Nel periodo precedente le riforme la strategia commerciale della Cina era caratterizzata da forti controlli e restrizioni governative, da politiche di sostituzione delle importazioni e da un tasso di cambio sopravvalutato. I beni ad elevata intensità di capitale dominavano le esportazioni. Ancora nel 1985 le esportazioni di petrolio rappresentavano circa il 20% del totale; la bilancia commerciale era in deficit a causa delle massicce importazioni di beni di consumo. Il processo di liberalizzazione avviato nel 1984 portò a una rapida crescita delle esportazioni. Vi contribuirono, in particolare, l’aumento del numero di imprese commerciali a cui era permesso esportare e la creazione di zone economiche speciali che offrivano un trattamento favorevole alle imprese straniere. Inoltre, il renminbi venne svalutato di circa il 60% rispetto al dollaro. Già nei primi anni ‘90 la struttura delle esportazioni era molto cambiata, con un peso assai maggiore dei prodotti a più elevata intensità del fattore lavoro. Una nuova ondata di liberalizzazioni ha accompagnato e agevolato l’accesso della Cina all’Organizzazione mondiale per il commercio (Omc) del dicembre 2001 e il conseguente boom delle esportazioni. In poco meno di un decennio la Repubblica popolare cinese è diventata il primo esportatore mondiale davanti alla Germania. In un contesto mondiale caratterizzato da una crescente frammentazione della produzione di beni e servizi, la Cina ha conquistato un ruolo crescente nell’assemblaggio e nella produzione di beni intermedi.

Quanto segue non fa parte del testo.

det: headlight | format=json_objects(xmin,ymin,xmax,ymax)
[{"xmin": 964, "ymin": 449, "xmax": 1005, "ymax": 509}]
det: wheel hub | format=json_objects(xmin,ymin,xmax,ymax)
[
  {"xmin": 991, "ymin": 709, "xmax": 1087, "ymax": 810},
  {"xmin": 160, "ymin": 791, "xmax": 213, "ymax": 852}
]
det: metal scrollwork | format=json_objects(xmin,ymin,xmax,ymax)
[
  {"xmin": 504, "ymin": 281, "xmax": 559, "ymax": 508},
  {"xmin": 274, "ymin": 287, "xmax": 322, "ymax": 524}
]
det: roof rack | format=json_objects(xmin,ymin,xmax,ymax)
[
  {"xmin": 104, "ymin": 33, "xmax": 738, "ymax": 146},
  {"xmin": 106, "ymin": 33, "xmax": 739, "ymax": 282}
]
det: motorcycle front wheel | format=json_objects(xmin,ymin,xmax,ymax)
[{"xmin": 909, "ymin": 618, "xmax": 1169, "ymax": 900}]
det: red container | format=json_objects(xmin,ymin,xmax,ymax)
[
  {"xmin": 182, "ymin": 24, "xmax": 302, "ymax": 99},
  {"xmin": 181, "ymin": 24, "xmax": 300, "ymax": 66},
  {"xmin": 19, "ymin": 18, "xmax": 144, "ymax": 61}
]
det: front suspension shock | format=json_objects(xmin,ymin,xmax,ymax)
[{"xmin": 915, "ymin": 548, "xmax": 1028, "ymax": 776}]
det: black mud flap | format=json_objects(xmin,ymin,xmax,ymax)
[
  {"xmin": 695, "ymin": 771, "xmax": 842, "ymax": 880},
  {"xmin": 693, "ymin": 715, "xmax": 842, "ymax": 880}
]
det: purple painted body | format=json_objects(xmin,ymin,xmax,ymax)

Il commercio di beni intermedi iniziò a diventare sempre più rilevante con le riforme avviate da Deng Xiaoping nel 1978 e proseguite gradualmente nei decenni successivi. Fondamentale si rivelò la liberalizzazione dei capitali esteri in entrata. A partire dal 1992 gli Ide crebbero in modo sostanziale (figura 2*), favorendo l’ingresso nel paese di un gran numero di imprese estere che utilizzarono la Cina come piattaforma per l’assemblaggio di parti e componenti, che venivano poi riesportate. Nell’arco di poco tempo, il peso del commercio di beni intermedi raggiunse quello delle esportazioni ordinarie (figura 3*). È tuttavia dopo l’entrata nell’Omc che la bilancia dei pagamenti della Cina inizia a maturare attivi sempre più consistenti (figura 1*). La domanda estera è così diventata un motore cruciale della crescita cinese. Nel 2007, in particolare, l’attivo della bilancia commerciale ha toccato il 7% del Pil. Un recente saggio calcola che questo incremento sia dovuto per circa due terzi all’attivo commerciale dei soli beni intermedi (tabella 1*).

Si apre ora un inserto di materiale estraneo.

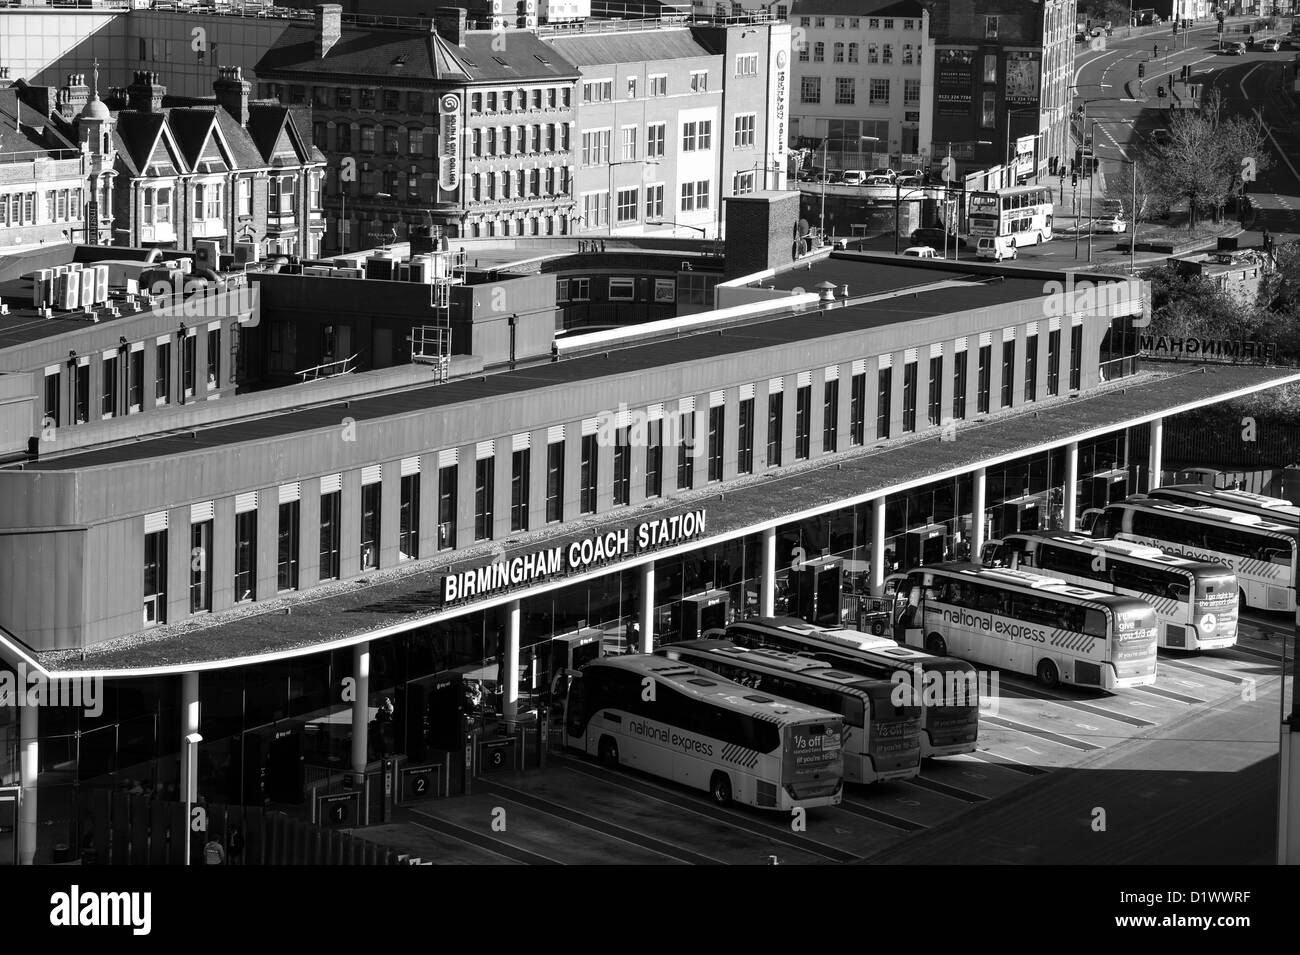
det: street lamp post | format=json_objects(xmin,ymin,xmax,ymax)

Con la crisi economica internazionale si è assistito ad una contrazione degli attivi di partite correnti e, soprattutto, della bilancia commerciale (figura 1*). Da un lato, infatti, le esportazioni (incluse quelle di beni intermedi) si sono ridotte a causa del calo della domanda dei paesi più colpiti dalla crisi. Dall’altro, il programma interno di stimolo ha fatto crescere le importazioni, sia quelle di beni di consumo che quelle di materie prime. Queste ultime sono state spinte dai maggiori investimenti in infrastrutture. I dati relativi al commercio con alcune aree strategiche mostrano bene questa nuova situazione (tabella 2*). Tra il 2008 e il 2011, il saldo con i paesi membri dell’Ocse si è ridotto notevolmente. Si è registrato, in particolare, un peggioramento del passivo nei confronti dei paesi dell’est asiatico specializzati nella produzione di parti e componenti poi assemblati dalla Cina per essere riesportati. Infine, il saldo negativo dei conti con i paesi dell’Africa sub-sahariana può ritenersi un indicatore di carattere strutturale dovuto alla dipendenza della Cina dalle importazioni di materie prime dai paesi africani.